Nella costruzione intarsiata del documentario, tra interviste ai protagonisti, prove, ciak, scene reali dal presunto film, ma anche momenti di vita quotidiana nelle loro famiglie, e scorci della società indonesiana a Giacarta e del suo clima di terrore, scopriamo infatti che tali assassini, che si auto-definiscono gangster “uomini liberi”, sono fieri e orgogliosi delle loro gesta violente. Mostrano i sistemi da loro inventati per una morte più pulita e veloce (“non potevo mettermi pantoloni bianchi”) e vengono celebrati dalle televisioni per aver sterminato efficacemente il comunismo.
Ancorati alla mentalità di quarant’anni fa, con il mito occidentale del cinema (i comunisti non volevano farci vedere i film americani), dell’abbigliamento, del lusso, della violenza gangster dei film di Al Pacino, l’idea di diventare star in un film su loro stessi li eccita, li diverte, e nella loro completa trasfigurazione dell’evento, nella loro sfacciataggine di fronte al gesto della morte, incarnano il ridicolo e lo trasportano nelle loro interpretazioni. E ciò diverte anche noi, spettatori del male, inerti e lontani. In tal senso, è un gioco maledetto quello di Oppenheimer: come afferma lo stesso Morris, The Act of Killing pone una serie interminabile di domande sui suoi protagonisti e su di noi, oltre che sul cinema documentario, sull’arte, sulla politica.
“Da che parte devono porsi la colpa e la vergogna? In loro, o in noi, che guardiamo?” Errol Morris
Dal punto di vista essenzialmente stilistico, Oppenheimer opera un raffinato gioco tra finzione e realtà, tenendosi a distanza dagli assassini nei momenti in cui si raccontano, ricordano impassibili alla telecamera le loro atrocità, e dissacrando invece le loro figure sul set, sconfinando in un surrealismo macabro che cerca di riflettere la perversione delle loro psicologie.

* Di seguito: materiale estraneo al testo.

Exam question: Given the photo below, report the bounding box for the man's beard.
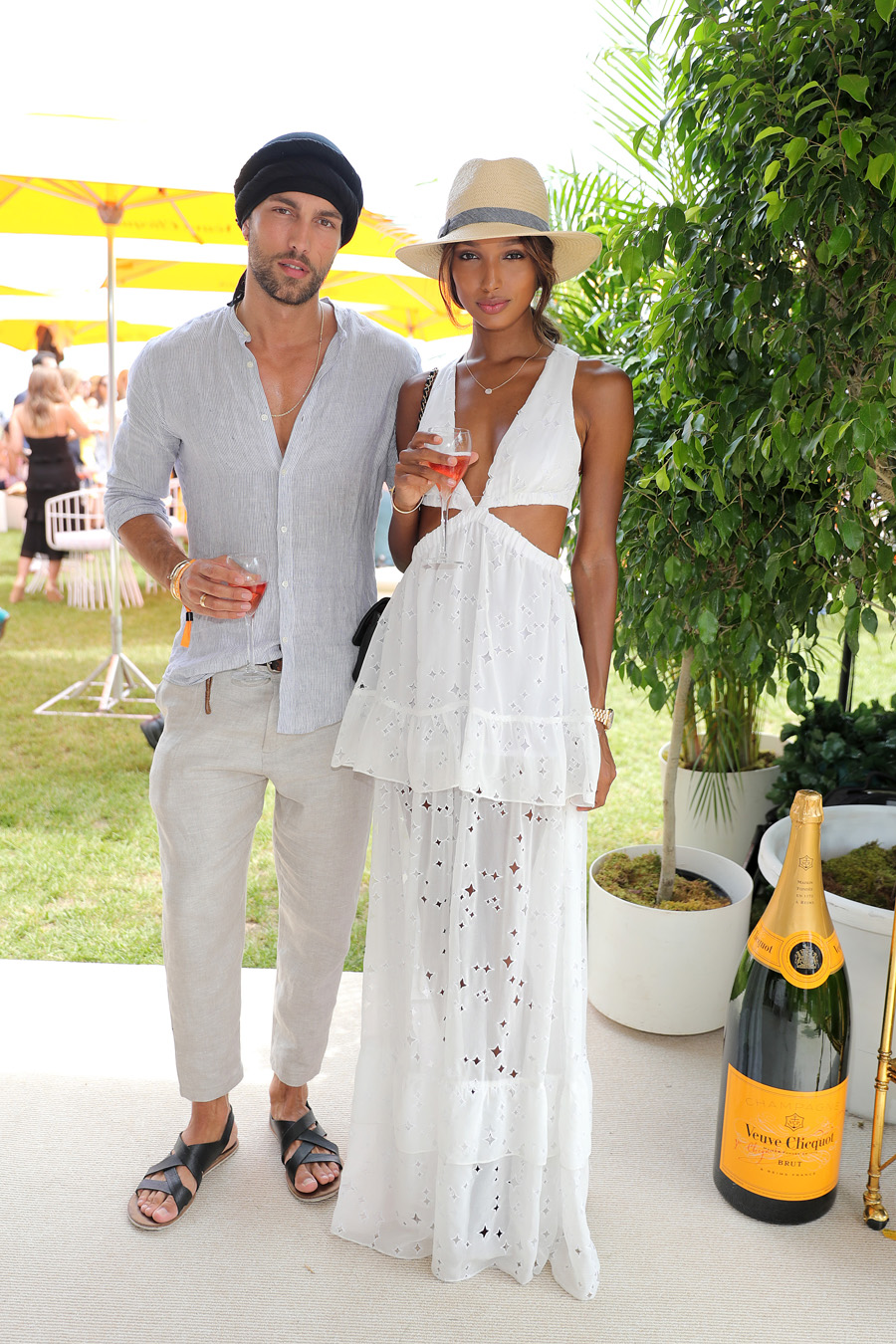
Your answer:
[249,242,327,307]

Oppenheimer cerca di comprendere la follia di queste menti, ribaltando anche i ruoli che interpretano nel film: a turno così, interpretano le vittime, e in quei momenti qualcosa sembra succedere. Segnali di pentimento? Certe reazioni fisiche estreme sembrano suggerirlo, ma non ci è dato saperlo con sicurezza.
The Act of Killing è terribilmente violento e disturbante: in realtà non si vede una goccia di sangue, è tutto finto, ma è come se di sangue e follia si riempisse lo schermo. E così diventiamo noi i cattivi della storia, quella dei genocidi che dimentichiamo, e diventano poi solo puro materiale cinematografico
E ci sentiamo ancora in colpa, anche durante i titotli di coda, quando gli anonimi riempiono la lista dei collaboratori del regista, la maggior parte dei quali indonesiani.